The service, called BT Communicator with Yahoo Messenger, combines voice over IP (VoIP) technology with Yahoo's instant messenger service. BT says it will let users handle various communication methods, such as phone calls, Webcams, text messaging and IM, from their PCs through a single application.
BT also said that it expects to add the ability to make multi-way video calls next year.
Unlike enterprise-class VoIP services such as Cable & Wireless IP Voice, which use private networks, BT Communicator will send calls over the public Internet. This means that the telco won't be able to guarantee service level quality.
Despite this, calling a landline or mobile number using BT Communicator will cost just as much as if the customer had used their BT phone line. The precise amount will depend on which BT telephony package the user takes. BT charges 6p for calls that are less than one hour long, unless users are on a tariff giving free calls at some times.
Skype -- a peer-to-peer VoIP service -- is beta-testing a service called SkypeOut that will let users call landlines and mobiles worldwide. It currently charges 0.014 euros per minute (including VAT) for calls to landlines in the UK and to many countries including Australia, Argentina, China, France, Germany, Italy, New Zealand and Russia.
Calls to other VoIP users over BT Communicator will be free. BT Communicator will also work abroad, so if a mobile traveller installs the service on their laptop, they will be able to make calls to UK phones at domestic prices.

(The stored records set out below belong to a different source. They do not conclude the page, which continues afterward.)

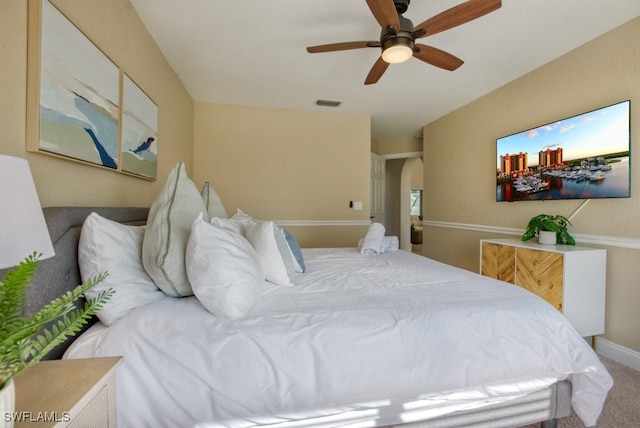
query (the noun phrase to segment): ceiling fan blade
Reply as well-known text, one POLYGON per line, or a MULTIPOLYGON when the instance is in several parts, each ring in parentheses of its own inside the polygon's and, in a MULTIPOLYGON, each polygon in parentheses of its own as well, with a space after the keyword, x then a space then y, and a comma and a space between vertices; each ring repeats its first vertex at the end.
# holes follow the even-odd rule
POLYGON ((400 18, 393 0, 367 0, 367 5, 383 30, 388 27, 393 27, 396 31, 400 29, 400 18))
POLYGON ((362 41, 362 42, 342 42, 342 43, 330 43, 328 45, 309 46, 307 52, 319 53, 319 52, 335 52, 346 51, 349 49, 361 49, 361 48, 379 48, 380 42, 376 41, 362 41))
POLYGON ((432 36, 480 18, 502 6, 501 0, 469 0, 433 16, 413 29, 416 38, 432 36))
POLYGON ((382 57, 378 58, 376 63, 373 64, 373 67, 371 67, 371 71, 369 71, 369 74, 367 75, 367 78, 365 79, 364 84, 373 85, 374 83, 376 83, 378 80, 380 80, 384 72, 387 71, 388 67, 389 67, 388 62, 383 60, 382 57))
POLYGON ((453 71, 464 64, 464 61, 448 52, 421 43, 416 43, 413 56, 428 64, 449 71, 453 71))

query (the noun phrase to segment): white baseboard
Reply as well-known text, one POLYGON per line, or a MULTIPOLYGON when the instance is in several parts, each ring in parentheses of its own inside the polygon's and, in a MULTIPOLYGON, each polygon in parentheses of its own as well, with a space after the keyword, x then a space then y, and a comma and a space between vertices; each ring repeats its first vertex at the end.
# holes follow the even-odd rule
POLYGON ((625 348, 616 343, 598 337, 596 339, 596 352, 617 363, 640 371, 640 352, 625 348))

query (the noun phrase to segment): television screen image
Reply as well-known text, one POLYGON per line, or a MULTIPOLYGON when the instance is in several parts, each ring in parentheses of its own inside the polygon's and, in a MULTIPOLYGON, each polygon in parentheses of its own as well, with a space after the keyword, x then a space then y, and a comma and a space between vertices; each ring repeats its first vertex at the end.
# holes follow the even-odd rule
POLYGON ((630 101, 496 140, 496 200, 628 198, 630 101))

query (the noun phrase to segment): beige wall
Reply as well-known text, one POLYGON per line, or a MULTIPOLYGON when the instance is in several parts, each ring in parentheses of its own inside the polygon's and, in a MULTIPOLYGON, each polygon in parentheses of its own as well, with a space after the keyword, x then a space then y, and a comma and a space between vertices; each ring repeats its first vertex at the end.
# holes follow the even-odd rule
POLYGON ((419 153, 422 152, 422 139, 418 137, 404 137, 372 140, 371 151, 381 156, 400 153, 419 153))
MULTIPOLYGON (((402 170, 406 159, 387 159, 384 176, 384 226, 389 236, 400 236, 402 170)), ((422 170, 421 170, 422 172, 422 170)), ((422 186, 422 183, 420 183, 422 186)))
POLYGON ((255 218, 307 222, 291 227, 303 246, 355 246, 364 236, 368 116, 196 103, 194 123, 194 182, 209 181, 229 215, 240 208, 255 218))
MULTIPOLYGON (((640 40, 640 18, 428 124, 425 220, 523 230, 541 212, 570 216, 582 201, 495 202, 495 140, 627 99, 635 165, 633 156, 640 153, 640 44, 630 40, 640 40)), ((570 232, 596 235, 596 240, 640 240, 640 169, 635 166, 631 181, 631 198, 589 201, 573 219, 570 232)), ((425 228, 425 255, 477 271, 478 240, 495 235, 440 226, 425 228)), ((640 351, 640 251, 607 249, 604 337, 640 351)))
POLYGON ((193 101, 127 0, 53 0, 158 104, 156 182, 25 150, 27 2, 0 0, 0 153, 26 158, 43 206, 149 206, 169 170, 193 159, 193 101))
POLYGON ((412 189, 422 189, 424 186, 422 177, 424 175, 424 168, 422 166, 422 159, 420 162, 417 162, 413 171, 411 171, 411 188, 412 189))

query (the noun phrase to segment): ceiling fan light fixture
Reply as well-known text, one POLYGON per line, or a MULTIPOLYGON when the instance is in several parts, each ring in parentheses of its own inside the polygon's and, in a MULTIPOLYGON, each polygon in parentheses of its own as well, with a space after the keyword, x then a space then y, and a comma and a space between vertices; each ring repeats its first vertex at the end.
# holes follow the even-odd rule
POLYGON ((381 56, 371 67, 365 85, 378 82, 390 64, 398 64, 411 57, 443 70, 453 71, 464 61, 433 46, 416 43, 417 39, 466 24, 502 7, 502 0, 466 0, 451 7, 418 26, 414 26, 403 13, 410 0, 367 0, 369 10, 380 24, 380 41, 354 41, 309 46, 307 52, 336 52, 350 49, 380 48, 381 56))
POLYGON ((389 64, 399 64, 413 56, 413 40, 396 35, 382 40, 382 59, 389 64))
POLYGON ((399 64, 413 56, 413 49, 406 45, 390 46, 382 52, 382 59, 389 64, 399 64))

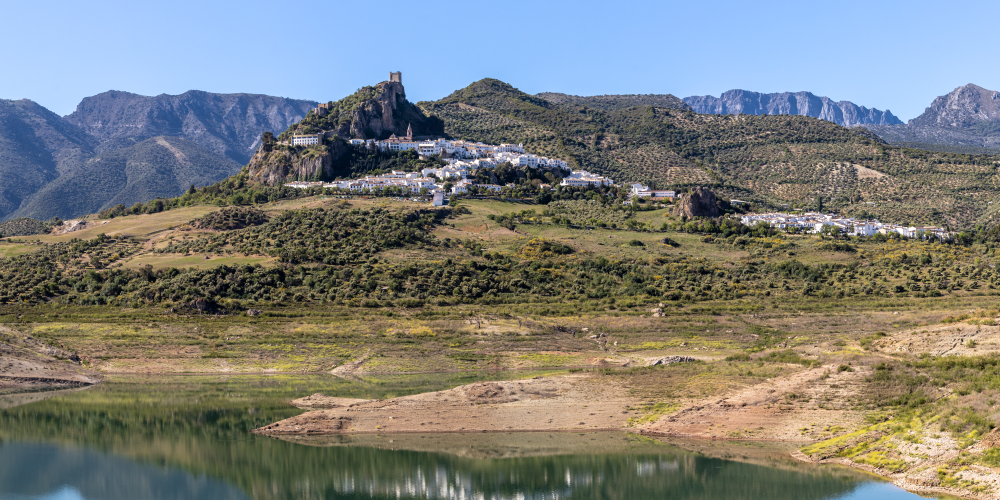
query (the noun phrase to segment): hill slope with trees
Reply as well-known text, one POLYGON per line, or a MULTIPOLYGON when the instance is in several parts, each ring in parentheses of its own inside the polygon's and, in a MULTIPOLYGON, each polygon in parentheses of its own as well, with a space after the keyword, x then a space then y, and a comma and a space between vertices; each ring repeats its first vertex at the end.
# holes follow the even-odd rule
POLYGON ((655 106, 556 104, 486 79, 421 102, 449 135, 522 142, 616 182, 710 185, 761 209, 840 210, 904 224, 989 223, 1000 156, 893 147, 807 116, 704 115, 655 106))

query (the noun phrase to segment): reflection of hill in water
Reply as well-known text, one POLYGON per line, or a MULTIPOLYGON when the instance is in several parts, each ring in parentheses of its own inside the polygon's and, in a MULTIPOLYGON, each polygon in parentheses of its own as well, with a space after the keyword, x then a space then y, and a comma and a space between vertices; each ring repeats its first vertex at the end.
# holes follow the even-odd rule
POLYGON ((236 490, 255 499, 826 499, 869 480, 841 468, 769 466, 757 451, 756 463, 708 458, 620 433, 369 435, 303 446, 248 431, 296 414, 284 402, 316 390, 364 397, 396 389, 303 377, 193 380, 109 383, 0 410, 0 469, 21 467, 0 476, 0 497, 13 493, 7 477, 31 470, 30 479, 50 480, 45 487, 63 478, 85 496, 112 499, 232 498, 236 490), (32 454, 44 458, 20 459, 32 454), (84 491, 102 481, 128 495, 84 491))
POLYGON ((43 496, 66 485, 88 499, 247 498, 239 488, 223 481, 96 451, 26 443, 0 446, 0 498, 11 494, 43 496))
POLYGON ((663 444, 622 432, 487 432, 475 434, 335 434, 275 436, 306 446, 346 446, 444 453, 461 458, 498 459, 594 453, 663 451, 663 444))

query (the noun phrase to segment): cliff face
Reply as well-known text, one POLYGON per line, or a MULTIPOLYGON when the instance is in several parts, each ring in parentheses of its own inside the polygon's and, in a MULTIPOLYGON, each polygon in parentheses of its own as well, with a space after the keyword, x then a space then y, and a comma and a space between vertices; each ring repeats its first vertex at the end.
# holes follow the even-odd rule
POLYGON ((314 107, 313 101, 259 94, 192 90, 149 97, 112 90, 83 99, 66 121, 100 141, 99 152, 167 135, 245 164, 261 134, 285 130, 314 107))
POLYGON ((934 99, 906 125, 869 127, 889 142, 1000 148, 1000 92, 968 84, 934 99))
POLYGON ((857 125, 896 125, 903 123, 891 112, 858 106, 850 101, 836 102, 809 92, 762 94, 730 90, 721 97, 684 98, 696 113, 711 115, 803 115, 834 122, 844 127, 857 125))
POLYGON ((411 124, 414 135, 443 133, 443 129, 426 123, 428 118, 406 100, 402 83, 382 82, 376 89, 378 96, 362 102, 351 112, 350 121, 338 127, 339 136, 362 139, 384 139, 392 134, 403 136, 411 124))
POLYGON ((347 152, 341 141, 330 141, 315 156, 301 154, 295 148, 276 147, 257 150, 247 164, 252 182, 277 186, 290 180, 329 179, 336 176, 334 162, 347 152))

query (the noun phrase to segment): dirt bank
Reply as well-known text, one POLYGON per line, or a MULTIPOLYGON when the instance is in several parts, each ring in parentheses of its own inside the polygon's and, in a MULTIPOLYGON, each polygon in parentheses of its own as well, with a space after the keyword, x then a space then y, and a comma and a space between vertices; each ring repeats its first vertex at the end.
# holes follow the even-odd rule
POLYGON ((306 412, 254 430, 268 435, 611 430, 637 401, 589 375, 477 382, 387 400, 350 402, 313 395, 306 412))
POLYGON ((653 436, 811 442, 863 424, 850 401, 870 369, 838 371, 826 365, 706 398, 643 425, 653 436))
POLYGON ((0 394, 82 387, 100 380, 73 353, 0 326, 0 394))

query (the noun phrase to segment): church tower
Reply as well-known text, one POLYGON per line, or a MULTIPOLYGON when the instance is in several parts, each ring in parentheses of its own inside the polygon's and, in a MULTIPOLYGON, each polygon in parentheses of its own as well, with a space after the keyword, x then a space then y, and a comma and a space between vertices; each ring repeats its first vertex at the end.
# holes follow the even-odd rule
POLYGON ((406 140, 413 140, 413 125, 406 124, 406 140))

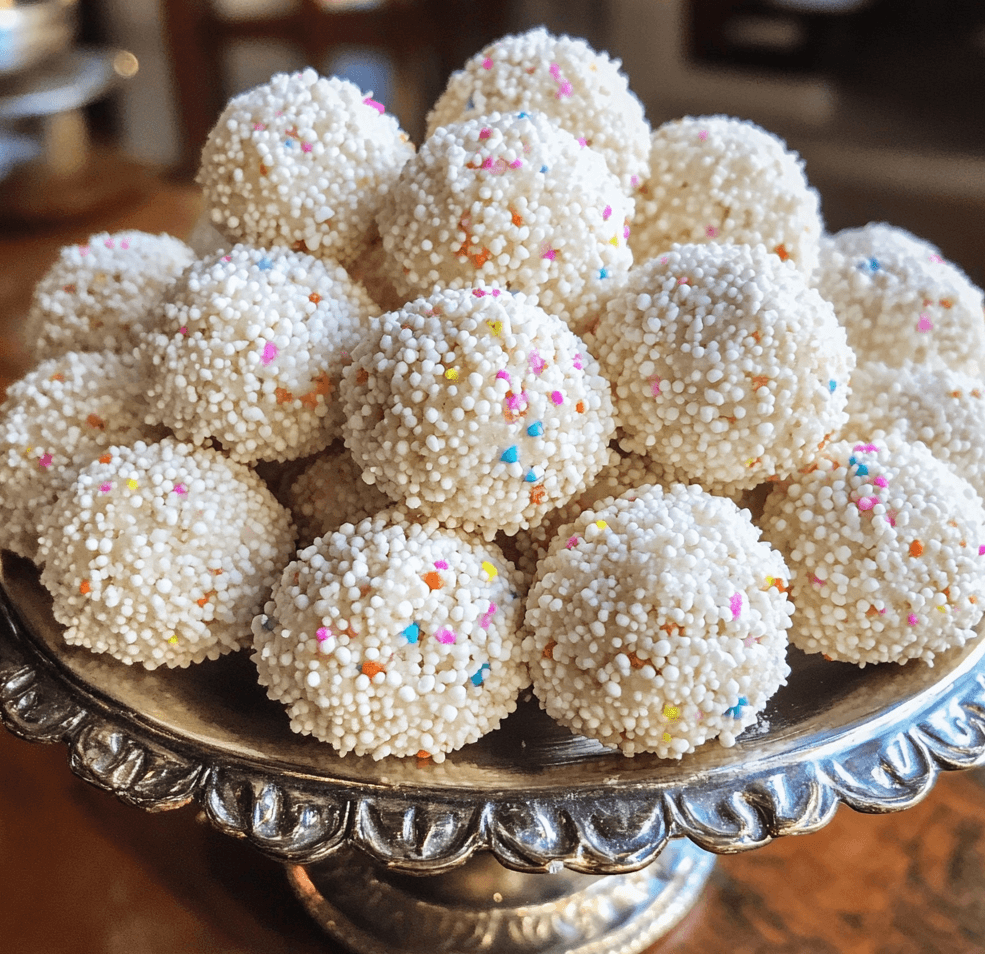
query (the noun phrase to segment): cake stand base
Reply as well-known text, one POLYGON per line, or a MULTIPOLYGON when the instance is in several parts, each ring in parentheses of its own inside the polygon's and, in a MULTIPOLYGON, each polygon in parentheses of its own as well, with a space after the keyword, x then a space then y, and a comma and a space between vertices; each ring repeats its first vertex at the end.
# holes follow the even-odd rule
POLYGON ((629 874, 524 874, 474 855, 414 876, 351 852, 290 865, 308 913, 356 954, 637 954, 697 901, 715 856, 674 839, 629 874))

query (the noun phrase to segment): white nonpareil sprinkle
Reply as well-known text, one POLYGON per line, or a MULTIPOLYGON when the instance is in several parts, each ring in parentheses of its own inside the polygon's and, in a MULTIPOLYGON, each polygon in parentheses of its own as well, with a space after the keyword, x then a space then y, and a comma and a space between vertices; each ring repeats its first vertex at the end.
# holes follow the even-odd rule
POLYGON ((371 94, 306 69, 230 100, 198 182, 213 225, 232 241, 346 265, 369 246, 380 201, 412 154, 371 94))
POLYGON ((581 339, 498 288, 438 291, 384 315, 346 368, 342 401, 365 480, 487 539, 583 490, 615 432, 581 339))
POLYGON ((410 298, 496 284, 584 330, 633 261, 633 200, 598 153, 540 113, 442 126, 377 217, 390 278, 410 298))
POLYGON ((340 434, 342 368, 378 313, 341 266, 300 252, 196 262, 144 345, 150 416, 245 463, 316 453, 340 434))
POLYGON ((813 281, 860 364, 938 360, 985 375, 982 290, 929 242, 882 222, 845 229, 822 241, 813 281))
POLYGON ((58 497, 39 540, 65 641, 147 669, 249 645, 293 552, 290 515, 256 474, 171 438, 110 447, 58 497))
POLYGON ((23 332, 29 354, 43 361, 66 351, 129 351, 194 258, 179 239, 136 231, 65 246, 34 289, 23 332))
POLYGON ((70 351, 42 361, 0 405, 0 546, 28 559, 55 497, 113 444, 156 440, 133 354, 70 351))
POLYGON ((253 661, 291 727, 340 754, 445 755, 496 728, 530 675, 494 545, 398 510, 344 524, 284 570, 253 661))
POLYGON ((729 116, 654 130, 630 239, 637 261, 675 242, 734 242, 765 245, 810 275, 822 227, 803 161, 773 133, 729 116))
POLYGON ((699 487, 644 486, 560 529, 527 597, 523 651, 548 714, 621 749, 732 745, 784 684, 779 553, 699 487))
POLYGON ((621 446, 725 494, 812 460, 845 421, 855 366, 831 306, 761 245, 674 246, 637 266, 593 349, 621 446))
POLYGON ((985 507, 919 443, 838 441, 766 500, 785 555, 790 641, 864 666, 934 657, 974 638, 985 607, 985 507))
POLYGON ((452 73, 428 115, 428 135, 493 112, 541 112, 600 153, 631 194, 646 176, 650 126, 619 65, 543 27, 501 37, 452 73))

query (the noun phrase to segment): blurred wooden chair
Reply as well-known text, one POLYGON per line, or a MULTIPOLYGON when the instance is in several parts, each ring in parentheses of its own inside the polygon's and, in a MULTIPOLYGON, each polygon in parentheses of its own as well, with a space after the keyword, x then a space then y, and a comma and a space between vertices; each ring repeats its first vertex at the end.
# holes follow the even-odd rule
MULTIPOLYGON (((235 6, 227 0, 226 8, 235 6)), ((393 64, 398 103, 388 103, 420 139, 426 110, 448 74, 485 43, 506 32, 508 0, 292 0, 283 12, 229 15, 215 0, 164 0, 178 117, 183 135, 180 171, 194 172, 199 154, 230 90, 226 54, 237 41, 277 40, 321 69, 333 52, 362 47, 393 64)), ((257 8, 257 5, 247 4, 257 8)))

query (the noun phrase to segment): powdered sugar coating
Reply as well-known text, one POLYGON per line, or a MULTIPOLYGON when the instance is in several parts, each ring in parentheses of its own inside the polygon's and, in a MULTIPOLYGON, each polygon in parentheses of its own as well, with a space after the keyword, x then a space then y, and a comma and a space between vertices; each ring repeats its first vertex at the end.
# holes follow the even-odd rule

BT Communicator users won't get a seperate telephone number, so they will only be able to receive calls from mobiles and landlines on their PC if their landline is engaged. Communicator users will be able to call each other through the IM address book.
BT made its first VoIP move last December with the launch of an Internet telephony product for cable users. BT Communicator is the first product aimed at its own customers.